The DL-PSI686 accommodates standard Wang, Rink amide, and 2-chlorotrityl chloride resins ranging from 100–500 µm particle size, as well as specialty functionalized supports for cyclization or post-synthetic modification. It supports Fmoc/tBu, Boc/Bzl, and hybrid protection schemes with orthogonal deprotection kinetics. All wetted surfaces comply with USP Class VI biocompatibility testing. The system meets ASTM E2500-13 (User Requirements Specification) and supports validation protocols per IQ/OQ/PQ frameworks. Documentation packages include Factory Acceptance Test (FAT) reports, Material Certificates (EN 10204 3.1), and full GxP-ready electronic records—including electronic signatures compliant with 21 CFR Part 11 Subpart C.

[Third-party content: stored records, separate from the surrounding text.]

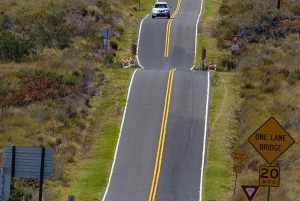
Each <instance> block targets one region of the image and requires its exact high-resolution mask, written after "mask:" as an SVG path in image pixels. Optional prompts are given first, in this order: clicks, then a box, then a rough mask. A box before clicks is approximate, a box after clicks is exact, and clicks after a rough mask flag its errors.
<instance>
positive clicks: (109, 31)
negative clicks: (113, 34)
mask: <svg viewBox="0 0 300 201" xmlns="http://www.w3.org/2000/svg"><path fill="white" fill-rule="evenodd" d="M101 34H102V36H103V37H104V38H105V39H109V38H110V37H111V36H112V34H113V33H112V31H111V29H110V28H109V27H106V28H105V29H104V30H103V31H102V32H101Z"/></svg>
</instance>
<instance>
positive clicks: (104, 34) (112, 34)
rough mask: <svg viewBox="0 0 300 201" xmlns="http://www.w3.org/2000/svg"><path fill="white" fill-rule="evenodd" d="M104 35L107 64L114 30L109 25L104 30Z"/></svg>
mask: <svg viewBox="0 0 300 201" xmlns="http://www.w3.org/2000/svg"><path fill="white" fill-rule="evenodd" d="M101 34H102V36H103V37H104V38H105V39H104V45H105V48H106V49H105V64H106V57H107V47H108V45H109V39H110V37H111V36H112V35H113V32H112V31H111V29H110V28H109V27H106V28H105V29H104V30H103V31H102V32H101Z"/></svg>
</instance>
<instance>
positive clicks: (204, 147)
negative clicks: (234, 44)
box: [199, 72, 210, 201]
mask: <svg viewBox="0 0 300 201" xmlns="http://www.w3.org/2000/svg"><path fill="white" fill-rule="evenodd" d="M207 82H208V85H207V96H206V114H205V126H204V139H203V150H202V164H201V178H200V196H199V201H201V200H202V190H203V188H202V186H203V173H204V167H205V154H206V136H207V126H208V113H209V111H208V110H209V97H210V93H209V92H210V72H208V74H207Z"/></svg>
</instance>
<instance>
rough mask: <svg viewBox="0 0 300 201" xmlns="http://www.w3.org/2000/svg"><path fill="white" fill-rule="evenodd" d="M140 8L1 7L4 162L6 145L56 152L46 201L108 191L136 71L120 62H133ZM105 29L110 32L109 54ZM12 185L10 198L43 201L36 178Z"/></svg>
mask: <svg viewBox="0 0 300 201" xmlns="http://www.w3.org/2000/svg"><path fill="white" fill-rule="evenodd" d="M150 3H151V2H150ZM124 5H125V7H124ZM137 6H138V4H137V2H136V1H133V0H132V1H131V0H124V1H122V0H118V1H114V0H110V1H102V0H100V1H98V0H88V1H86V0H74V1H73V0H72V1H62V0H53V1H48V0H42V1H37V0H30V1H23V0H21V1H15V0H3V1H1V5H0V47H1V48H0V158H1V161H2V151H3V147H4V146H13V145H14V146H28V147H41V146H44V147H52V148H53V174H52V179H51V180H45V183H44V192H43V197H44V199H45V200H47V201H50V200H53V201H57V200H67V196H68V194H75V195H76V198H77V199H78V200H97V199H99V197H100V193H101V192H102V191H103V190H104V187H105V185H106V183H107V179H108V176H109V171H110V163H111V160H112V156H113V152H114V147H115V143H116V139H117V136H118V132H119V126H120V122H121V117H122V111H123V107H124V106H125V102H126V99H125V97H126V92H127V86H128V82H129V79H130V75H131V73H132V69H127V70H123V69H122V64H121V58H122V57H125V56H126V57H127V56H130V44H131V43H133V42H134V41H136V39H137V30H138V27H137V26H138V25H137V24H138V20H137V19H138V18H140V17H139V16H142V15H145V13H144V12H145V11H144V10H142V9H141V11H138V9H137V8H138V7H137ZM147 6H148V5H147ZM149 7H151V6H149ZM106 27H109V28H110V29H111V30H112V32H113V36H112V37H111V38H110V46H108V48H107V49H106V48H105V47H104V45H103V38H102V36H101V31H102V30H104V29H105V28H106ZM99 138H100V139H101V142H100V143H98V142H99V141H100V140H99ZM97 139H98V140H97ZM104 139H106V141H104ZM99 146H100V147H99ZM91 163H93V164H94V167H93V168H94V169H91V167H92V164H91ZM87 164H89V165H88V168H90V169H89V170H87V169H84V168H85V167H86V166H87ZM100 171H103V173H101V172H100ZM91 172H92V173H93V174H96V175H91V174H90V173H91ZM77 181H78V182H80V185H81V186H80V185H78V186H79V188H76V182H77ZM99 183H100V184H99ZM14 186H15V191H14V192H13V193H11V195H12V197H11V200H13V201H16V200H19V199H20V200H21V197H23V198H24V199H25V200H38V190H39V181H38V180H37V179H16V181H15V183H14ZM82 186H85V187H86V188H82ZM74 189H75V190H74ZM87 189H88V190H87ZM78 191H80V192H78ZM78 194H79V195H78ZM77 199H76V200H77ZM22 200H23V199H22Z"/></svg>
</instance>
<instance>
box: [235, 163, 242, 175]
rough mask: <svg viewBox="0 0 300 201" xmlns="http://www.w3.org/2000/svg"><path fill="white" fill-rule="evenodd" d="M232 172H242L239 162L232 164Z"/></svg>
mask: <svg viewBox="0 0 300 201" xmlns="http://www.w3.org/2000/svg"><path fill="white" fill-rule="evenodd" d="M233 172H235V173H241V172H242V166H241V165H240V164H235V165H234V166H233Z"/></svg>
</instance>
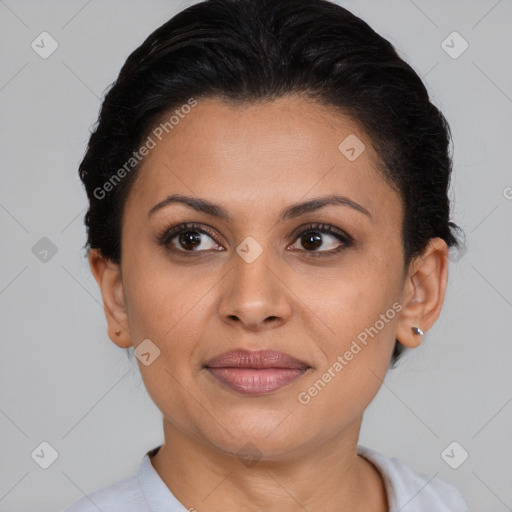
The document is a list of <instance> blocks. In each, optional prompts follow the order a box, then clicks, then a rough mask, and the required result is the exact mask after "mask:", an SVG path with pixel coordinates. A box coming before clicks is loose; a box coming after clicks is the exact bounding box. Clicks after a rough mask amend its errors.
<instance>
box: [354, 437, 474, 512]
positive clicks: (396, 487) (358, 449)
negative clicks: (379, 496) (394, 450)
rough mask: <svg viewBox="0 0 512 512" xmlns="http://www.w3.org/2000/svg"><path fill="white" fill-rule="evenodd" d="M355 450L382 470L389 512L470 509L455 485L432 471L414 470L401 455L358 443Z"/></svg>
mask: <svg viewBox="0 0 512 512" xmlns="http://www.w3.org/2000/svg"><path fill="white" fill-rule="evenodd" d="M358 453H359V455H361V456H363V457H364V458H365V459H367V460H369V461H370V462H371V463H372V464H373V465H374V466H375V467H376V468H377V469H378V470H379V472H380V473H381V475H382V477H383V479H384V483H385V486H386V491H387V493H388V500H389V502H390V512H398V511H399V510H400V511H401V512H432V510H435V511H436V512H469V509H468V506H467V504H466V503H465V501H464V498H463V497H462V495H461V493H460V492H459V491H458V489H457V488H455V487H454V486H453V485H451V484H448V483H446V482H444V481H442V480H440V479H438V478H437V477H436V476H435V475H434V476H430V477H428V476H426V475H422V474H420V473H416V472H415V471H414V470H413V469H412V468H411V467H410V466H408V465H407V464H406V463H405V462H403V461H401V460H400V459H397V458H388V457H385V456H384V455H382V454H380V453H378V452H376V451H375V450H372V449H370V448H366V447H363V446H358Z"/></svg>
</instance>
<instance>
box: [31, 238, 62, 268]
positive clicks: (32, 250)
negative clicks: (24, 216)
mask: <svg viewBox="0 0 512 512" xmlns="http://www.w3.org/2000/svg"><path fill="white" fill-rule="evenodd" d="M32 254H33V255H34V256H35V257H36V258H37V259H38V260H39V261H41V262H42V263H48V262H49V261H50V260H51V259H52V258H53V257H54V256H55V255H56V254H57V246H56V245H55V244H54V243H53V242H52V241H51V240H50V239H49V238H48V237H46V236H43V238H41V239H40V240H38V241H37V242H36V243H35V244H34V246H33V247H32Z"/></svg>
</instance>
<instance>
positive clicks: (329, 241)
mask: <svg viewBox="0 0 512 512" xmlns="http://www.w3.org/2000/svg"><path fill="white" fill-rule="evenodd" d="M326 235H327V237H326ZM297 238H298V239H300V240H299V241H298V242H296V243H295V244H294V245H292V246H290V247H292V248H293V247H294V246H295V245H296V244H297V243H300V244H301V245H302V247H304V248H305V252H307V253H309V254H308V255H310V256H328V255H329V254H334V253H338V252H340V251H342V250H343V249H346V248H348V247H350V246H351V245H353V239H352V237H350V236H349V235H348V234H346V233H344V232H343V231H341V230H339V229H337V228H335V227H334V226H331V225H330V224H313V225H310V226H308V227H307V228H305V229H303V230H302V231H301V232H300V233H298V234H297ZM340 242H341V243H340ZM318 249H322V250H318ZM299 250H301V249H299ZM315 253H319V254H315Z"/></svg>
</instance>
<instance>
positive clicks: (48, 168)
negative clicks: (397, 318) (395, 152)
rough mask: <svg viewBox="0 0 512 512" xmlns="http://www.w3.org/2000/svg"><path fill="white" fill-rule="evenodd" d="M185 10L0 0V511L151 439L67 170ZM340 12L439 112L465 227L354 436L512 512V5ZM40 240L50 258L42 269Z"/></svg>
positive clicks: (87, 477) (366, 1) (473, 497)
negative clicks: (2, 136)
mask: <svg viewBox="0 0 512 512" xmlns="http://www.w3.org/2000/svg"><path fill="white" fill-rule="evenodd" d="M190 3H191V2H188V3H183V2H182V3H178V2H173V1H161V0H160V1H157V0H152V1H145V2H143V1H140V0H139V1H134V0H130V1H120V0H116V1H110V2H100V1H99V0H92V1H88V2H87V1H86V2H84V1H80V2H79V1H69V0H68V1H60V2H58V1H46V2H40V1H37V2H36V1H21V0H20V1H15V0H6V1H1V0H0V33H1V34H2V35H1V38H2V41H1V45H0V47H1V52H2V54H1V77H0V104H1V105H0V108H1V116H0V119H1V123H2V133H3V137H2V138H1V140H0V144H1V147H0V154H1V161H0V162H1V164H0V165H1V169H2V170H1V189H0V226H1V230H2V250H1V253H0V257H1V265H0V311H1V331H0V332H1V336H2V341H1V357H0V365H1V368H0V386H1V387H0V389H1V397H0V431H1V435H0V448H1V457H0V465H1V469H0V471H1V479H0V511H19V512H24V511H26V512H28V511H33V510H38V511H39V512H50V511H56V510H59V509H60V508H61V507H64V505H67V504H69V503H71V502H72V501H74V500H75V499H77V498H79V497H81V496H82V495H83V494H84V493H90V492H91V491H93V490H96V489H98V488H100V487H103V486H105V485H108V484H110V483H112V482H114V481H116V480H118V479H121V478H123V477H125V476H127V475H129V474H130V473H131V472H132V471H135V469H136V468H137V466H138V464H139V462H140V460H141V458H142V456H143V454H144V453H145V451H147V450H148V449H150V448H153V447H154V446H156V445H157V444H159V443H160V442H161V441H162V430H161V421H160V413H159V411H158V410H157V409H156V407H155V406H154V404H153V403H152V402H151V400H150V398H149V397H148V395H147V393H146V391H145V389H144V386H143V385H142V383H141V379H140V376H139V373H138V369H137V366H136V364H135V363H134V362H131V361H130V360H129V359H128V358H127V355H126V353H125V352H124V351H123V350H121V349H119V348H117V347H116V346H115V345H114V344H113V343H112V342H111V341H110V340H109V339H108V337H107V335H106V324H105V319H104V314H103V309H102V306H101V298H100V294H99V290H98V289H97V286H96V282H95V281H94V279H93V277H92V275H91V273H90V271H89V268H88V264H87V260H86V259H85V251H84V250H83V249H82V247H83V244H84V242H85V229H84V226H83V215H84V213H85V208H86V196H85V193H84V191H83V189H82V186H81V183H80V181H79V179H78V175H77V166H78V164H79V162H80V160H81V157H82V156H83V153H84V150H85V146H86V143H87V139H88V133H89V132H88V130H89V127H90V126H91V125H92V124H93V123H94V122H95V121H96V118H97V114H98V109H99V106H100V101H101V97H102V95H103V93H104V91H105V89H106V87H107V86H108V85H109V84H110V83H111V82H112V81H113V80H114V79H115V78H116V76H117V73H118V72H119V69H120V67H121V65H122V64H123V62H124V60H125V59H126V57H127V56H128V55H129V53H130V52H131V51H132V50H133V49H135V48H136V47H137V46H138V45H139V44H140V43H141V42H142V40H143V39H144V38H145V37H146V36H147V35H148V34H149V33H150V32H151V31H152V30H153V29H155V28H157V27H158V26H159V25H161V24H162V23H163V22H164V21H166V20H167V19H168V18H169V17H171V16H172V15H173V14H174V13H176V12H177V11H179V10H181V9H182V8H183V7H184V6H186V5H189V4H190ZM340 3H341V4H342V5H343V6H345V7H347V8H348V9H349V10H352V11H353V12H354V13H355V14H356V15H358V16H361V17H362V18H363V19H364V20H365V21H367V22H368V23H369V24H370V25H371V26H372V27H373V28H374V29H375V30H376V31H377V32H379V33H380V34H382V35H383V36H384V37H386V38H388V39H389V40H390V41H391V42H392V43H393V44H395V45H396V46H397V49H398V51H399V53H400V54H401V56H402V57H403V58H405V59H406V60H407V61H408V62H409V63H410V64H411V65H412V66H413V67H414V68H415V69H416V70H417V72H418V73H419V74H420V76H422V77H423V78H424V80H425V81H426V84H427V87H428V89H429V91H430V93H431V96H432V100H433V102H434V103H435V104H436V105H437V106H438V107H440V108H441V110H442V111H443V112H444V113H445V115H446V117H447V118H448V121H449V123H450V125H451V128H452V131H453V139H454V147H455V155H454V179H453V188H452V192H451V195H452V196H454V197H455V207H454V214H453V218H454V220H455V221H456V222H457V223H458V224H459V225H461V226H462V227H463V229H464V230H465V232H466V235H467V252H466V253H465V254H464V255H463V257H462V258H461V259H459V258H458V257H456V256H455V255H454V256H453V257H452V263H451V267H450V281H449V289H448V293H447V297H446V302H445V307H444V310H443V312H442V315H441V318H440V319H439V320H438V322H437V323H436V325H435V327H434V328H433V329H432V330H430V331H429V332H428V334H427V336H426V338H425V343H424V344H423V345H422V347H421V348H420V349H418V350H416V351H414V352H413V353H411V354H410V355H409V356H408V357H407V358H406V359H405V360H404V361H403V362H402V364H401V365H400V366H399V368H398V369H396V370H393V371H391V372H390V373H389V375H388V378H387V380H386V382H385V384H384V385H383V387H382V389H381V391H380V393H379V395H378V396H377V398H376V400H375V401H374V403H373V404H372V405H371V406H370V408H369V410H368V411H367V414H366V420H365V421H366V423H365V425H364V428H363V431H362V435H361V443H362V444H364V445H367V446H370V447H373V448H375V449H377V450H379V451H381V452H383V453H384V454H386V455H388V456H396V457H399V458H401V459H403V460H405V461H406V462H408V463H409V464H410V465H412V466H413V467H414V468H415V469H416V470H418V471H421V472H425V473H429V474H431V475H434V474H437V475H438V476H439V477H440V478H443V479H445V480H447V481H450V482H452V483H454V484H456V485H457V486H458V487H459V488H460V489H461V491H462V492H463V494H464V495H465V497H466V499H467V501H468V502H469V504H470V506H471V508H472V510H475V511H476V510H480V511H486V512H489V511H496V512H501V511H506V510H512V485H510V484H511V481H512V471H511V469H510V467H511V464H510V460H511V458H512V446H511V444H512V443H511V440H510V433H511V432H512V376H511V375H512V372H511V371H510V363H511V361H512V343H511V341H512V339H511V338H512V335H511V332H510V319H511V318H512V269H511V268H512V267H511V264H510V263H511V261H512V258H511V253H512V242H511V220H512V199H511V198H512V188H510V187H512V172H511V171H512V167H511V160H510V147H511V135H512V130H511V119H512V71H511V56H512V51H511V50H512V32H511V30H510V23H511V21H512V2H511V1H510V0H500V1H496V0H482V1H471V2H470V1H467V0H457V1H450V2H446V1H441V0H428V1H423V2H420V0H415V1H414V2H413V1H412V0H386V1H362V0H346V1H340ZM43 31H47V32H49V33H50V34H51V35H52V37H53V38H54V39H55V40H56V41H57V42H58V45H59V47H58V49H57V50H56V51H55V52H54V53H53V54H52V55H51V56H50V57H48V58H47V59H42V58H41V57H40V56H39V55H38V54H37V53H36V52H35V51H34V50H33V49H32V48H31V42H32V41H33V40H34V39H36V38H37V36H38V35H39V34H40V33H41V32H43ZM453 31H457V32H458V33H459V34H460V35H461V36H462V37H463V38H464V39H465V40H466V41H467V42H468V43H469V48H468V49H467V50H466V51H465V52H464V53H463V54H462V55H460V56H459V57H458V58H452V57H451V56H450V55H448V54H447V53H446V51H445V50H444V49H443V47H442V42H443V40H445V39H446V37H447V36H448V35H449V34H451V33H452V32H453ZM458 45H459V42H454V43H453V45H452V46H454V47H455V49H457V48H460V46H458ZM46 47H47V48H48V46H46ZM43 237H47V238H48V239H49V240H51V242H52V243H53V244H54V245H55V247H56V249H57V252H56V253H55V254H54V255H52V253H51V252H49V253H48V254H47V255H46V261H43V260H41V258H42V254H43V253H38V251H39V250H42V249H41V247H43V249H44V244H48V241H43V242H39V241H40V239H41V238H43ZM38 242H39V244H43V245H42V246H41V247H40V246H39V245H36V244H37V243H38ZM34 246H36V249H37V250H36V249H34V250H33V247H34ZM34 252H35V253H36V254H34ZM43 441H46V442H48V443H50V445H51V446H53V447H54V449H55V450H56V451H57V452H58V458H57V459H56V461H55V462H54V463H53V464H52V465H51V466H50V467H49V468H48V469H42V468H41V467H39V465H38V464H36V462H35V461H34V460H33V459H32V457H31V453H32V452H33V451H34V449H35V448H36V447H38V446H39V444H40V443H41V442H43ZM452 441H457V442H458V443H459V444H460V446H462V447H463V448H464V449H465V450H466V451H467V452H468V453H469V457H468V459H467V460H466V461H465V462H464V463H463V464H462V465H460V467H458V469H452V468H451V467H449V466H448V465H447V464H446V463H445V461H444V460H443V459H442V457H441V453H442V452H443V450H444V449H445V448H446V447H447V446H448V445H449V444H450V443H451V442H452ZM458 450H459V451H458ZM453 453H454V454H455V455H454V458H455V459H457V457H460V453H461V452H460V449H459V448H457V449H456V450H455V452H453Z"/></svg>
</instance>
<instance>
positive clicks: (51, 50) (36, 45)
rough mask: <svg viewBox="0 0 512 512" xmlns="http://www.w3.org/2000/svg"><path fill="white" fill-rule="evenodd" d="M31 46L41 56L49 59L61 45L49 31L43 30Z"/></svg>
mask: <svg viewBox="0 0 512 512" xmlns="http://www.w3.org/2000/svg"><path fill="white" fill-rule="evenodd" d="M30 46H31V47H32V50H34V51H35V52H36V53H37V54H38V55H39V57H41V58H42V59H47V58H48V57H49V56H50V55H51V54H52V53H53V52H54V51H55V50H56V49H57V48H58V47H59V43H57V41H56V40H55V39H54V38H53V37H52V36H51V35H50V34H49V33H48V32H41V33H40V34H39V35H38V36H37V37H36V38H35V39H34V40H33V41H32V43H31V44H30Z"/></svg>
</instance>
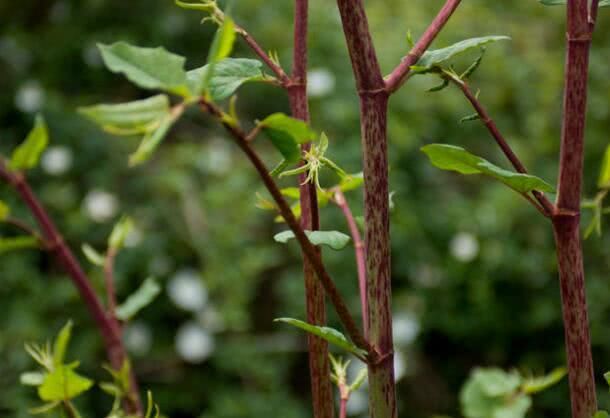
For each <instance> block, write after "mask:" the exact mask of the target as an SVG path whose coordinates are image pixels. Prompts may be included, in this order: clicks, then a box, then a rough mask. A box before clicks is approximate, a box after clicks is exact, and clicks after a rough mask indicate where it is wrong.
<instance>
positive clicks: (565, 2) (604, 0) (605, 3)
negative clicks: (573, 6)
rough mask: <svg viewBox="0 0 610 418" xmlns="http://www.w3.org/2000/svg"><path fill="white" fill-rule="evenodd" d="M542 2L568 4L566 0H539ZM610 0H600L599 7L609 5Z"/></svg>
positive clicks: (609, 5) (560, 4)
mask: <svg viewBox="0 0 610 418" xmlns="http://www.w3.org/2000/svg"><path fill="white" fill-rule="evenodd" d="M538 1H539V2H540V3H542V4H544V5H545V6H560V5H562V4H566V0H538ZM609 6H610V0H600V2H599V7H609Z"/></svg>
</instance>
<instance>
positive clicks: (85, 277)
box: [0, 158, 142, 416]
mask: <svg viewBox="0 0 610 418" xmlns="http://www.w3.org/2000/svg"><path fill="white" fill-rule="evenodd" d="M0 179H2V180H4V181H5V182H6V183H8V184H9V185H10V186H11V187H12V188H13V189H15V191H16V192H17V193H18V194H19V197H20V198H21V200H22V201H23V202H24V203H25V204H26V205H27V207H28V208H29V210H30V212H31V213H32V216H33V217H34V218H35V219H36V221H37V222H38V225H39V227H40V229H41V231H42V233H43V236H44V238H45V241H46V242H47V243H48V248H47V249H48V250H49V251H52V252H53V253H54V254H55V256H56V258H57V260H58V261H59V262H60V264H61V265H62V266H63V267H64V269H65V270H66V272H67V273H68V275H69V277H70V278H71V279H72V282H73V283H74V285H75V286H76V288H77V289H78V291H79V293H80V296H81V299H82V300H83V302H84V303H85V305H86V306H87V308H88V309H89V312H90V313H91V316H92V317H93V319H94V321H95V323H96V325H97V327H98V329H99V331H100V334H101V335H102V339H103V341H104V344H105V347H106V352H107V356H108V359H109V361H110V363H111V364H112V367H113V368H115V369H120V368H121V366H122V365H123V361H124V360H125V358H126V356H127V354H126V350H125V347H124V345H123V342H122V340H121V337H120V330H119V324H118V323H117V322H116V321H115V320H114V318H112V317H109V316H108V315H107V314H106V311H105V310H104V306H103V305H102V303H101V301H100V299H99V298H98V296H97V294H96V293H95V290H94V289H93V287H92V286H91V283H90V282H89V278H88V277H87V275H86V274H85V272H84V271H83V269H82V267H81V265H80V264H79V262H78V260H77V259H76V257H75V256H74V254H73V253H72V251H71V250H70V248H69V247H68V245H67V244H66V243H65V241H64V240H63V237H62V236H61V234H60V233H59V230H58V229H57V227H56V226H55V224H54V223H53V221H52V219H51V217H50V216H49V214H48V212H47V211H46V209H45V208H44V207H43V206H42V204H41V203H40V202H39V201H38V198H37V197H36V195H35V194H34V192H33V190H32V189H31V187H30V185H29V184H28V182H27V180H26V178H25V176H24V175H23V174H22V173H20V172H13V171H11V170H9V168H8V167H7V165H6V163H5V162H4V160H3V159H2V158H0ZM131 390H132V393H131V394H130V396H129V397H128V399H129V400H130V402H128V404H127V409H128V411H129V412H130V413H135V414H137V415H138V416H141V415H142V405H141V402H140V397H139V394H138V392H137V382H136V379H135V375H134V374H133V373H132V375H131Z"/></svg>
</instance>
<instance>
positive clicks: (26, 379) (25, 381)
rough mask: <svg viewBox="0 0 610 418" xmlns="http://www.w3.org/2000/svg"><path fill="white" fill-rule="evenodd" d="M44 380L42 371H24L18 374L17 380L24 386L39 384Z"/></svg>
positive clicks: (43, 376) (41, 384) (39, 385)
mask: <svg viewBox="0 0 610 418" xmlns="http://www.w3.org/2000/svg"><path fill="white" fill-rule="evenodd" d="M43 381H44V373H41V372H25V373H21V375H19V382H21V384H22V385H25V386H40V385H42V382H43Z"/></svg>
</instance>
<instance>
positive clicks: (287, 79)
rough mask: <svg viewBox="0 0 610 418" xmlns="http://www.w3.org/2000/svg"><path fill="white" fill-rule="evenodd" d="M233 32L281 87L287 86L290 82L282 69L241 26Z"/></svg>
mask: <svg viewBox="0 0 610 418" xmlns="http://www.w3.org/2000/svg"><path fill="white" fill-rule="evenodd" d="M235 31H236V32H237V33H238V34H239V35H241V37H242V38H244V41H245V42H246V43H247V44H248V46H249V47H250V49H252V51H253V52H254V53H255V54H256V55H258V57H259V58H260V59H262V60H263V62H264V63H265V64H266V65H267V67H269V69H270V70H271V71H273V73H274V74H275V75H276V76H277V78H279V80H280V82H281V83H282V85H288V84H289V82H290V79H289V77H288V76H287V75H286V73H285V72H284V70H283V69H282V67H280V66H279V65H278V64H277V63H276V62H275V61H273V60H272V59H271V57H270V56H269V55H268V54H267V53H266V52H265V51H264V50H263V48H262V47H261V46H260V45H259V44H258V42H256V39H254V38H253V37H252V35H250V34H249V33H248V32H247V31H246V30H245V29H244V28H242V27H241V26H237V25H236V27H235Z"/></svg>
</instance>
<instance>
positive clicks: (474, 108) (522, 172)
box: [448, 78, 555, 217]
mask: <svg viewBox="0 0 610 418" xmlns="http://www.w3.org/2000/svg"><path fill="white" fill-rule="evenodd" d="M448 80H449V81H451V82H452V83H454V84H455V85H457V86H458V87H459V88H460V90H461V91H462V93H464V96H466V99H468V101H469V102H470V104H472V107H473V108H474V110H475V111H476V112H477V115H479V118H480V119H481V121H482V122H483V124H484V125H485V127H486V128H487V130H488V131H489V133H490V134H491V136H492V137H493V138H494V139H495V140H496V143H497V144H498V146H499V147H500V149H501V150H502V152H503V153H504V155H505V156H506V158H507V159H508V161H510V163H511V164H512V165H513V167H514V168H515V170H517V172H519V173H522V174H527V169H526V168H525V166H524V165H523V163H522V162H521V160H520V159H519V157H517V154H515V153H514V151H513V150H512V148H511V147H510V145H509V144H508V141H506V139H505V138H504V136H503V135H502V133H501V132H500V130H499V129H498V126H497V125H496V123H495V122H494V120H493V119H492V118H491V116H489V113H487V110H485V108H484V107H483V105H482V104H481V102H480V101H479V99H478V98H477V97H476V95H474V94H473V93H472V91H471V90H470V87H469V86H468V83H466V81H463V80H460V81H458V80H456V79H454V78H448ZM532 194H533V195H534V197H535V198H536V200H538V202H539V203H540V205H541V206H542V208H540V207H538V205H536V203H535V202H533V201H531V200H530V202H531V203H532V204H533V205H534V206H536V209H538V210H540V211H541V213H542V214H543V215H544V216H546V217H550V216H551V215H552V214H553V212H554V211H555V206H554V205H553V203H551V201H550V200H549V199H548V198H547V197H546V196H545V195H544V193H541V192H539V191H533V193H532Z"/></svg>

Software & Data Management

Controlled by PSI SynthOS™ v4.2, a deterministic real-time operating system running on an industrial-grade embedded controller, the DL-PSI686 provides role-based access control (RBAC), configurable workflow templates, and automated deviation logging. All synthesis parameters—including coupling time, deprotection duration, wash cycles, and reagent batch IDs—are stored in an encrypted SQLite database with optional synchronization to SQL Server or Oracle via TLS 1.2–secured ODBC connections. Audit trails are immutable, time-stamped, and exportable in PDF/A-1b format for regulatory review. Batch reports include raw sensor data, chromatographic purity estimates (via optional inline UV-Vis integration), and reconciliation of theoretical vs. actual reagent consumption per step.

Applications

• Commercial-scale synthesis of generic and innovator peptide APIs (e.g., liraglutide analogs, octreotide derivatives, and GLP-1 receptor agonists).
• Production of immunogenic epitopes for vaccine development under cGMP conditions.
• Manufacturing of peptide–drug conjugates (PDCs) requiring strict stoichiometric control and low residual solvent limits.
• Support of Phase III clinical trial material supply with full traceability down to individual amino acid lot numbers.
• Process development studies comparing coupling efficiency across resin types, solvents, and activation chemistries under identical mechanical mixing conditions.

FAQ

What regulatory standards does the DL-PSI686 support for pharmaceutical manufacturing?
It is designed and documented to meet FDA 21 CFR Part 11, EU Annex 11, ISO 13485, and ICH Q7 requirements, with full validation support documentation available upon request.
Can the system operate unattended for extended synthesis runs?
Yes—equipped with integrated alarm suppression, redundant power supply monitoring, and automated emergency solvent purge protocols, it supports 72+ hour continuous operation with remote health monitoring via SNMP or MQTT.
Is reactor inversion speed adjustable per synthesis step?
No—the inversion frequency is fixed at 0.25 Hz (15 rpm equivalent kinetic energy) to ensure consistent resin impact velocity; however, inversion dwell time and direction sequence are programmable per cycle.
How is resin integrity preserved during large-volume inversion mixing?
Resin attrition is minimized through optimized inversion arc geometry and deceleration profiles that limit peak acceleration to <2.5 g, validated using dynamic image analysis per USP .
Does PSI provide lifecycle support for legacy method transfers?
Yes—PSI offers method conversion services from ACT Tetras, CEM Liberty, or Gyros Protein Technologies platforms, including kinetic parameter mapping and resin-swelling equivalence modeling.